A key debate with QE2 ending in June is whether the economy can continue its recovery without government support. If the pace of economic growth persists, higher risk assets such as cyclical stocks and commodities would likely continue to lead. And if the economy stalls after QE2, lower risk assets such as defensive stocks and bonds would likely benefit. In anticipating which result to expect, it is worthwhile to identify any leading indicators to the ultimate outcome.
In recent years, agriculture prices have provided a fairly reliable early warning signal, shifting roughly three months in advance of the stock market. For example, while the stock market peaked in April 2010 after QE1 ended, agricultural prices had already crested three months earlier in January 2010.
Today, we see the same trend starting to take shape.
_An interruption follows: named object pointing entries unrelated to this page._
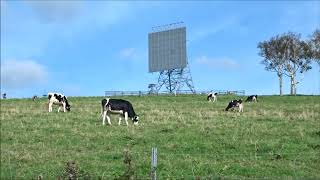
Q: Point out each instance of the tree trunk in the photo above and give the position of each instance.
(280, 83)
(293, 85)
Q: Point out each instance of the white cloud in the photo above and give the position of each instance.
(224, 62)
(22, 74)
(55, 11)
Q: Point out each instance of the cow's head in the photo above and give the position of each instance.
(135, 120)
(68, 107)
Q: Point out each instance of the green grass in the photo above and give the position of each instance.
(278, 137)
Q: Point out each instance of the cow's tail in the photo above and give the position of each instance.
(104, 104)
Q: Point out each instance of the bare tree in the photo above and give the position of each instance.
(295, 53)
(274, 60)
(314, 46)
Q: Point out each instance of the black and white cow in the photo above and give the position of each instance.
(118, 106)
(212, 97)
(60, 100)
(235, 104)
(252, 98)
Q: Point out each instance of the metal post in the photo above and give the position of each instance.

Agriculture prices peaked in early March 2011 and have been trending lower since. However, stocks continue to rise. If past precedence holds, the March top in agriculture prices would imply a peak for stocks in June 2011, which is also when QE2 is set to end.
The turn in agriculture prices is another signal that the broader stock rally may be nearing an end. Thus, a portfolio shift away from economically sensitive cyclical and commodities stocks toward more defensive consumer staples and utilities stocks as well as bonds may be prudent. These latter categories posted solid gains following the end of QE1 and have already begun to move higher ahead of the end of QE2.
This post is for information purposes only. There are risks involved with investing including loss of principal. Gerring Wealth Management (GWM) makes no explicit or implicit guarantee with respect to performance or the outcome of any investment or projections made by GWM. There is no guarantee that the goals of the strategies discussed by GWM will be met.